Bertahun setelahnya ketika mengenang semua jejak perjalanan bersama KAI selagi masih berjulukan anker, selalu membawa romantisme tersendiri. Menikmati perjalanan dengan kereta api di masa kini menjadi wujud dari mengenang masa lalu. Menikmatinya seperti sebuah dejavu.
Ketika kereta menggelap saat di terowongan, dengan deru mengeras yang khas, atau suara peluit lokomotif. Hamparan sawah, sungai meliuk, gunung bertopi awan, dan hujan yang selalu menjadi kesenangan yang tiada tara ketika menikmatinya dari jendela kereta api. Aku selalu menangis mengingat itu semua, seperti mengenang masa lalu yang keras, tapi membuat aku tangguh sekarang ini.
Aku diam-diam pernah berharap anak-anak bisa merasakan kenangan yang sama. Ketika mudik di tahun-tahun terakhir ketika semakin jarang menggunakan kereta api dalam arti tak lagi menjadi anker.
Aku bercerita banyak kepada anak-anak ketika duduk berhadap-hadapan di dalam kereta.
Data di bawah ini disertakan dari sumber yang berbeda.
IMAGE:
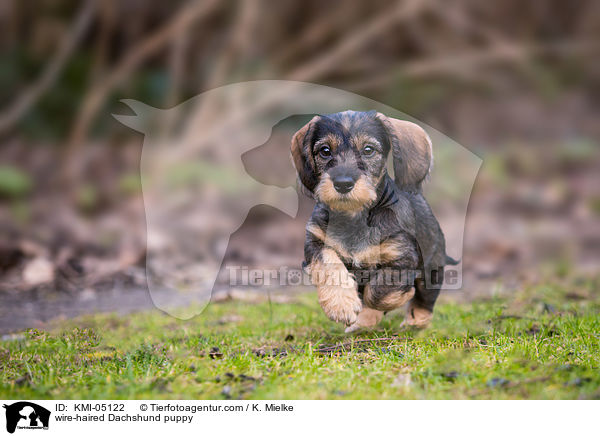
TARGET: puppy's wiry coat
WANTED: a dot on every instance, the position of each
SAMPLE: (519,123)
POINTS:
(365,226)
Bahwa semua kereta adalah "rumah keduaku" selama bertahun-tahun, menemani membaca dan menghadirkan kenyamanan mahal bagi seorang pelajar dan pekerja yang nge-kost di kawasan industri yang lusuh, bising dan semrawut, tapi tidak ketika aku berada dalam gerbong kereta.
Sayang kebiasaan membaca di kereta api kini tak lagi se-asyik dulu. Orang-orang dalam kenyamanan lebih memilih membaca melalui layar, layaknya menonton. Sesuatu yang tidak bisa merasakan greget seperti ketika kita membalik setiap halaman dan mendengar derak bunyi kertas bergesekan.